The main fallacy in monetary theory and policy is the confusion of money and wealth. Money is wealth from the individual perspective since individuals can usually exchange it for goods and services. Money -- and financial assets easily converted to money -- may not be wealth for society as a whole if the production of goods and services has not kept pace with claims on it. Early spenders may have some success, but inflation will dilute the buying power of others. The bottom line is that real wealth has to be produced; it can't be printed.

Don't call me a Keynesian, but Keynes's Paradox of Thrift is another example of the fallacy of composition -- what's true for the individual may not be true for the group. Most U.S. families should be saving more. Indeed, the personal saving rate -- the percentage of disposable income not spent on consumption -- hovers around zero, with frequent dips into negative territory. This is made possible, for a while, by selling assets, accumulating debt, or spending capital gains in the housing and stock markets. Money obtained by realizing capital gains spends as well as money earned on the job. But not if too many of us try it at once.

The Paradox of Thrift says that attempts to save more in the aggregate reduce consumption spending, which, if not offset by increases in other spending, will reduce total spending and income. The paradox comes in when attempts to save more results in reduced saving out of lower incomes. The irony is that policy makers advise more saving but those who take the advice will benefit only if most of us ignore it, and policy makers are implicitly counting on that outcome.

A parallel is the farmer who hopes for a good crop year. But, if all or most farmers have a good crop year, the decline in prices may more than offset higher yields. What our farmer really needs is a good crop in a bad crop year. Then he could look for a popular restaurant that isn't crowded.
I realize this is not very sophisticated stuff, but it's on my mind because of the many talking heads I hear dismissing the adverse consequences of our low personal saving rate by saying it ignores capital gains as a source of spending. "Properly measured," they say, saving is not a problem.
Again, that may be true for the few, but not for the many. A penny saved may be a penny earned, but it matters whether it was earned by producing more or by a rise in the price of existing financial assets. A stock or housing market boom creates apparent wealth in the form of capital gains, but trying to convert it to real wealth en masse can make it disappear.


Economists say the main reason they worry about the budget deficit or the current account deficit is their impact on domestic saving. But my guess is that only other economists really get their meaning. Most people may be even further misled by the implication they hear that since the main harm of deficits is their impact on saving, they must not be too harmful after all. The old-fashioned notion that deficits are bad because they create debt that must be paid back with interest is probably a better prod to constructive behavior. Or that deficits impose a burden on our children or grandchildren.

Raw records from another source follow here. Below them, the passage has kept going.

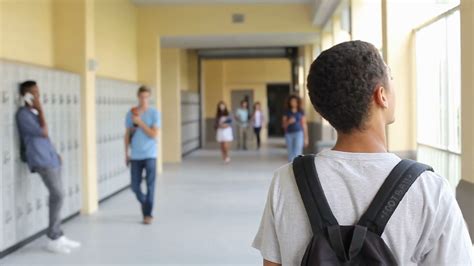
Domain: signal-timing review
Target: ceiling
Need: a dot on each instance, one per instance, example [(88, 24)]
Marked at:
[(150, 2), (242, 40)]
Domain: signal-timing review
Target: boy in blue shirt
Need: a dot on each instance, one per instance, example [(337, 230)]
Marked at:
[(142, 125)]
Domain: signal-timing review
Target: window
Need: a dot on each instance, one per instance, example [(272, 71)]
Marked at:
[(438, 68)]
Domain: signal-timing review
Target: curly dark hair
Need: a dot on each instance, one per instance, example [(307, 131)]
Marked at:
[(341, 83)]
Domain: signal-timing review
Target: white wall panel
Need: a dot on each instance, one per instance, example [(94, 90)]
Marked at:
[(190, 120)]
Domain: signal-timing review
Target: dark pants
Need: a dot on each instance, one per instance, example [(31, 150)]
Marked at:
[(257, 134), (53, 181), (137, 167)]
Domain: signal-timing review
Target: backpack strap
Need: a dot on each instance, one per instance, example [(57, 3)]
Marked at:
[(390, 194), (312, 194)]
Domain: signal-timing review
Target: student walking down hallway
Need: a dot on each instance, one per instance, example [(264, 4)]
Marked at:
[(296, 130), (258, 121), (223, 126), (142, 125)]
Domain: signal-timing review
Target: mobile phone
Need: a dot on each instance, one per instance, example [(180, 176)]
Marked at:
[(28, 98)]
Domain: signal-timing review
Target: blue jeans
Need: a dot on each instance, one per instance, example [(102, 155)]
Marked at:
[(294, 144), (137, 167)]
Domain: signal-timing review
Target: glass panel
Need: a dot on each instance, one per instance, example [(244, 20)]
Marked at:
[(438, 67)]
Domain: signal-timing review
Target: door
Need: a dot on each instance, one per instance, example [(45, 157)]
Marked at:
[(238, 95), (277, 95)]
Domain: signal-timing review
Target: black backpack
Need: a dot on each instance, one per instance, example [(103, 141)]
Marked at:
[(359, 244)]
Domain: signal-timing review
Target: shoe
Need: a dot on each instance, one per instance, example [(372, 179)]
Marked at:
[(57, 246), (148, 220), (70, 243)]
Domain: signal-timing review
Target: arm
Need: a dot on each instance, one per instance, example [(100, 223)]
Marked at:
[(28, 126), (305, 131), (127, 145), (284, 122), (269, 263), (42, 120)]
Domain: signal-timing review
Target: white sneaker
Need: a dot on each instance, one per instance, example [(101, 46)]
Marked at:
[(57, 246), (69, 243)]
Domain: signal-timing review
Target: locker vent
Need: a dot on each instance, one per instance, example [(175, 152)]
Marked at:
[(238, 18)]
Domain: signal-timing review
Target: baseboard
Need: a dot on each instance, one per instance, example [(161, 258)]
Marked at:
[(32, 238)]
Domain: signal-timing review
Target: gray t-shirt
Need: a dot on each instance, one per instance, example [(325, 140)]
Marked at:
[(427, 228)]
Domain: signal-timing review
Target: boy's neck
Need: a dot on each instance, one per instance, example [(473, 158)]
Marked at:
[(367, 141)]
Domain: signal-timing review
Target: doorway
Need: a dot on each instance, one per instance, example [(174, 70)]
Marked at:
[(276, 95)]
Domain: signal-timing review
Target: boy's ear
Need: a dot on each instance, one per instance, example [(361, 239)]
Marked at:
[(380, 96)]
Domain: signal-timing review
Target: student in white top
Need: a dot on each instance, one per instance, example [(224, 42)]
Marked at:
[(351, 87), (224, 134), (257, 121)]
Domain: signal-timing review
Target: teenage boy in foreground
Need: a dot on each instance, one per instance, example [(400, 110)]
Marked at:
[(351, 87), (142, 125), (42, 158)]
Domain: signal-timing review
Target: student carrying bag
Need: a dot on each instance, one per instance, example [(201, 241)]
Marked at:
[(359, 244)]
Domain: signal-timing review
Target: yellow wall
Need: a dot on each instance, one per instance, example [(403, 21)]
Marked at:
[(116, 39), (171, 103), (175, 20), (184, 69), (366, 21), (193, 70), (74, 45), (257, 71), (467, 50), (26, 29)]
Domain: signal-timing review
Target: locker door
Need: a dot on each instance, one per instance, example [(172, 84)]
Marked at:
[(9, 214)]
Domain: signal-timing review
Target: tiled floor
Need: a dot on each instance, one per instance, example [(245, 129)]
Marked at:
[(207, 214)]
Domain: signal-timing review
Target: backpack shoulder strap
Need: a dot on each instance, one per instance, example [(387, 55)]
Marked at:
[(312, 194), (390, 194)]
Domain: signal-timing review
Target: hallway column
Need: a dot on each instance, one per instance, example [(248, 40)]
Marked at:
[(74, 51), (313, 119), (171, 93), (465, 189), (149, 73)]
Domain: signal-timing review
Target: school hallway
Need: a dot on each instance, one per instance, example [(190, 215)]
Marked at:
[(206, 213)]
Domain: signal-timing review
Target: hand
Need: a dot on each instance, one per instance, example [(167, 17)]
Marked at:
[(137, 120), (37, 104)]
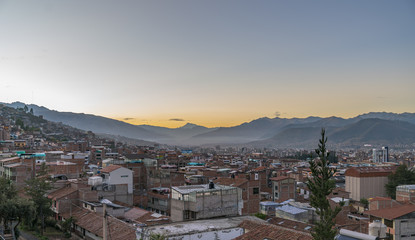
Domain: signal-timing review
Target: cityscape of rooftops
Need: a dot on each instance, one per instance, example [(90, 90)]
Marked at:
[(283, 120)]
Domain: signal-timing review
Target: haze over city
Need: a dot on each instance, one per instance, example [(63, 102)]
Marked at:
[(213, 63)]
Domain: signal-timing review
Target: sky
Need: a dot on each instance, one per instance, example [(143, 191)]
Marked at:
[(213, 63)]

Alan Greenspan has been one of the few economists to explain these matters correctly and -- I can't believe I'm saying this -- understandably, usually in the context of Social Security or other entitlement reforms. Whenever confronted by various financial fixes during congressional testimony, he frequently pointed out that any solution to the problem had to include real economic growth. With claims on output growing rapidly, output has to grow equally rapidly, or the claims are bogus. Any solution to our entitlement problems must include a bigger, more productive economy in the future. It's really as simple as not selling more tickets to the Super Bowl than there are -- or will be -- seats in the stadium. Of course, the political preoccupation with distribution rather than production puts unnecessary limits on the size of the economy on Super Bowl day.

The problem goes beyond government entitlement programs. Consider the baby boomers whose IRAs, 401(k)s and personal investments helped drive the stock market to record highs. What happens when cash-in time comes? There will be a mountain of paper claims on output, but will there be an equally tall mountain of output?

The great French economist, Frederic Bastiat, said that "The state is the great fictitious entity by which everyone seeks to live at the expense of everyone else." It's time to get real about producing real wealth, not just financial claims on wealth.